Personal Statement:
After inventing Korfball, I decided to renounce my rule of a small but wealthy
little known European country to bring the sport to the common masses. I make
appearances for the Lions between pit-fighting and healing the world. I am
currently working on a piece of Korfball skill so ostentatious it can win an
entire game in just one move.
Best Korfballing Moment:
Possibly the running in shot against the Dutch last time we played – all eggs
within a three mile range exploded with amazement. I looked damn smug too.
Random Facts:
I suffer from serious schizophrenic delusions so my Doctor says. I don’t
believe him though – he’s incredibly ugly and grossly misshapen.
Mines a....:
Tall glass of skill, with a twist of flash
and a sprig of Ninja.
Favourite thing to do on a Saturday night:
Regale my fans with stories of my exploits.
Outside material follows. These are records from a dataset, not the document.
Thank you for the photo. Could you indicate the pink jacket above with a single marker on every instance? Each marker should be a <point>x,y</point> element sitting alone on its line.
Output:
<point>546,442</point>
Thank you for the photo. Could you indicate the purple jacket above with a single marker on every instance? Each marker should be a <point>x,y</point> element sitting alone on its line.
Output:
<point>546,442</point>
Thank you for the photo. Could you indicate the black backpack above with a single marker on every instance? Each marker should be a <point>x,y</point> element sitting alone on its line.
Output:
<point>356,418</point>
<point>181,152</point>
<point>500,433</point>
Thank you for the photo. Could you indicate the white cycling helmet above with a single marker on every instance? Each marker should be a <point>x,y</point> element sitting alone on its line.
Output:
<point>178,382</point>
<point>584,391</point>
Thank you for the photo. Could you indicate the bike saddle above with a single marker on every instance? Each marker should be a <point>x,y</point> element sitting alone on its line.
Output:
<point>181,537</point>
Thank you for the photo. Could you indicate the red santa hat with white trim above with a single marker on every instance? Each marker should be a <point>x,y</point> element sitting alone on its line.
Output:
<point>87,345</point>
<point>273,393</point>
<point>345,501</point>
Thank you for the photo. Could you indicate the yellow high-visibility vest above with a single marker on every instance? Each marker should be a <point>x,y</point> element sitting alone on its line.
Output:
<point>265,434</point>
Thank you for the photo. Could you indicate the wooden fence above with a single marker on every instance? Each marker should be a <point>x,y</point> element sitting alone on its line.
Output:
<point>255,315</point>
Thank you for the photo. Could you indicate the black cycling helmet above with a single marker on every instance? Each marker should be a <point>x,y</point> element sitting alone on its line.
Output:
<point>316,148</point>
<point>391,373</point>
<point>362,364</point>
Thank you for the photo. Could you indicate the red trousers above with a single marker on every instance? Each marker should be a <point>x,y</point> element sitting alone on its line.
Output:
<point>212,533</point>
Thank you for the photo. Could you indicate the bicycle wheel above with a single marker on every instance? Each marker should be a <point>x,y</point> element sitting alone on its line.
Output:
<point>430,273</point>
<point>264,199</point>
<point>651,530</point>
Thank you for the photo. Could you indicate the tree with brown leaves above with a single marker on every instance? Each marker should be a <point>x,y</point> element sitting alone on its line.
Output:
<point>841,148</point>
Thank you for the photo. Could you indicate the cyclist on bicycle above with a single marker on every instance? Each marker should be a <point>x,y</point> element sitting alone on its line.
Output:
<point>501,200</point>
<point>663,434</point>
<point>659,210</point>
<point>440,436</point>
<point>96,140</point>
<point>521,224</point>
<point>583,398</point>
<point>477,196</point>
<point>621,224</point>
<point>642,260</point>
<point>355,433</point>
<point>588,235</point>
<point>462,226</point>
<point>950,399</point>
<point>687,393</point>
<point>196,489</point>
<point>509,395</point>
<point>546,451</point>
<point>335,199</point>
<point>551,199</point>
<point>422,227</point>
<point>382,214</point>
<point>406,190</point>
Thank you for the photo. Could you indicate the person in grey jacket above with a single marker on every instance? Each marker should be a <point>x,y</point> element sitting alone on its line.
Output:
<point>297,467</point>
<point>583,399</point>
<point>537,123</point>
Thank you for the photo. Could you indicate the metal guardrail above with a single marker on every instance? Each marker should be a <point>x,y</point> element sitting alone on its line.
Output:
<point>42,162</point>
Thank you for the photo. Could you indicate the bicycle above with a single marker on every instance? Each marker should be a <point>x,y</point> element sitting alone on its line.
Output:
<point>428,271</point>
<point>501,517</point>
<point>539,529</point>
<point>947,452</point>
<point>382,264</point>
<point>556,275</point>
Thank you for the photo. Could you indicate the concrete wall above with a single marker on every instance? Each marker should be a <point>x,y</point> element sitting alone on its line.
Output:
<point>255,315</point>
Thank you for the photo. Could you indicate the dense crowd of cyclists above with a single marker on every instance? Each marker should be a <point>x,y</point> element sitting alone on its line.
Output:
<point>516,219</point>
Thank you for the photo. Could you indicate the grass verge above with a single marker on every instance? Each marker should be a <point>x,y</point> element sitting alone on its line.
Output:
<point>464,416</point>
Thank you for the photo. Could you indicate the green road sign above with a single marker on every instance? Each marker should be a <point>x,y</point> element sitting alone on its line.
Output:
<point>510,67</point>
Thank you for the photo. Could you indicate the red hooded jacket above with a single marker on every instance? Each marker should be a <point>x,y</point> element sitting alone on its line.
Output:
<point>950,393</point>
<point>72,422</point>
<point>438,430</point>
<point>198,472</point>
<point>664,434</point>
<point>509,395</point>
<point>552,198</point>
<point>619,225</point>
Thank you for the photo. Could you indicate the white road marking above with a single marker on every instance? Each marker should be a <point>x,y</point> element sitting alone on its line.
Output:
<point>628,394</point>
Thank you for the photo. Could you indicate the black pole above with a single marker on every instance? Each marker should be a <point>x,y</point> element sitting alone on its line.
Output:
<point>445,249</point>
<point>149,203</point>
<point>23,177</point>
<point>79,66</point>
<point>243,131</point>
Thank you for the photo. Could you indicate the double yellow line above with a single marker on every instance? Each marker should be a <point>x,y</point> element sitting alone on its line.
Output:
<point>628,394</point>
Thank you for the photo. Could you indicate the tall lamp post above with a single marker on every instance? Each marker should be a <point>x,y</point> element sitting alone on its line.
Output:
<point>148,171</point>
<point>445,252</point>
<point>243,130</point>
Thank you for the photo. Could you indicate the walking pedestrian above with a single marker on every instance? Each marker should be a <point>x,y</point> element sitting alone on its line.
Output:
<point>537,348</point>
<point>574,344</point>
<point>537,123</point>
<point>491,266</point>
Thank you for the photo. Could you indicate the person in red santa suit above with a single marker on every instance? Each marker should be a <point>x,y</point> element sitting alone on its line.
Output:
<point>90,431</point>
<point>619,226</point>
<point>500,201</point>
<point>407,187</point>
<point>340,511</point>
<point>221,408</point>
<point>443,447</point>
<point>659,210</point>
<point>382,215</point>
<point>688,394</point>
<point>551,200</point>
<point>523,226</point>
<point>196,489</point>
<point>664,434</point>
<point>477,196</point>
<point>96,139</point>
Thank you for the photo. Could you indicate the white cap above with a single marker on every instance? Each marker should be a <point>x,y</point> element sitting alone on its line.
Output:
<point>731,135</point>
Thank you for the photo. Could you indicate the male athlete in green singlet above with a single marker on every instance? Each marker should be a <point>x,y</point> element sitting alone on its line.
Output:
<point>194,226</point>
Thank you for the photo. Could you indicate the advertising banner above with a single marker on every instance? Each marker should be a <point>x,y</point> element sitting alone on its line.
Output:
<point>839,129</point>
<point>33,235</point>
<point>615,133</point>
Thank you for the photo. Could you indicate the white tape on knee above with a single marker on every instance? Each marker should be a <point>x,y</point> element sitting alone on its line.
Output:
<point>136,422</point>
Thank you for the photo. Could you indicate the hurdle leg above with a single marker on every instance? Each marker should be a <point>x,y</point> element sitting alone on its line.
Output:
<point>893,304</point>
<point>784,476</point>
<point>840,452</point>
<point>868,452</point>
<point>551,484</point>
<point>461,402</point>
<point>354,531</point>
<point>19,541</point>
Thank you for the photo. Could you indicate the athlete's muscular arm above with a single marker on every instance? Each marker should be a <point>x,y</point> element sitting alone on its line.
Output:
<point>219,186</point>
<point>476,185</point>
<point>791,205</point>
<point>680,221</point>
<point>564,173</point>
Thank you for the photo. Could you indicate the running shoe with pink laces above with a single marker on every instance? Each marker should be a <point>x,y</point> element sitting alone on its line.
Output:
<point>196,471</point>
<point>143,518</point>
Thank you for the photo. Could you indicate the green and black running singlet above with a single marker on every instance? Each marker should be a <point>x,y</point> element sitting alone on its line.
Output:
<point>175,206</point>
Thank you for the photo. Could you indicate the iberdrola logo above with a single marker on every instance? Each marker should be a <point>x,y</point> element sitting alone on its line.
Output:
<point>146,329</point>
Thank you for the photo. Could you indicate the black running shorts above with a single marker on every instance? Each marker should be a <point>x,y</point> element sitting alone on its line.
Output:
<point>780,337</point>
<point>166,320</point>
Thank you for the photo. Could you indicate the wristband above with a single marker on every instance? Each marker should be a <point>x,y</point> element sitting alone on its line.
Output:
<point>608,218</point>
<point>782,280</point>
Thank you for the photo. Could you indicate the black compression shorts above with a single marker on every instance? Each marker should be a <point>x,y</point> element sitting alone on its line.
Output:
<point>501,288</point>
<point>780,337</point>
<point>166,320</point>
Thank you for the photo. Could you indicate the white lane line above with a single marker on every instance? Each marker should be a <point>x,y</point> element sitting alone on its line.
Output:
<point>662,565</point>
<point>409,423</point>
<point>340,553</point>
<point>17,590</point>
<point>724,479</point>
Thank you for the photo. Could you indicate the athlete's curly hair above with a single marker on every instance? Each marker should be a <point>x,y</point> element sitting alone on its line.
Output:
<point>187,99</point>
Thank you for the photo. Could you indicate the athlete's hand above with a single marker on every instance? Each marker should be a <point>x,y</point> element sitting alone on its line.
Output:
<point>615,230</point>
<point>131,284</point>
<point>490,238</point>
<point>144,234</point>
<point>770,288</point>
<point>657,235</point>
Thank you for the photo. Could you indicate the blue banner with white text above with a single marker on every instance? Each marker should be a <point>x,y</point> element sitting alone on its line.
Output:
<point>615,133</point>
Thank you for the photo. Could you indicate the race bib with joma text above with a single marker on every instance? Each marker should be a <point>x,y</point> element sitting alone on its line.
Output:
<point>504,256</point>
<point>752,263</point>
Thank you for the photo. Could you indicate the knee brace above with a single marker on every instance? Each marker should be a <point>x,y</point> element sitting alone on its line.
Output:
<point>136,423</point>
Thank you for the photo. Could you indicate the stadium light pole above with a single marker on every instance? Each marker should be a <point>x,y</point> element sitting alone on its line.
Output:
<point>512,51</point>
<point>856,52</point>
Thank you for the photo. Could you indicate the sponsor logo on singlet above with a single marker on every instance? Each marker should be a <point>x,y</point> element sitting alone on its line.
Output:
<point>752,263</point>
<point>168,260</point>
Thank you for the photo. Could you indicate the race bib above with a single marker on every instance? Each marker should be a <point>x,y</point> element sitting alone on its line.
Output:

I find smoking a pipe while
dressed in a smoking jacket crafted from gold and wearing slippers made from
hollowed out diamonds is most relaxing too.
Favourite song:
I'm The Bomb (Electric Six).
Favourite dinner:
My faithful manservant Slavic makes a mean pigeon pie.
Favourite line from a movie:
‘I’ve got a date with destiny… and she’s just ordered the lobster.’ The
Shoveller – Mystery Men.
Motto to live by:
If you're really not sure about something, you'll probably need a bigger boat.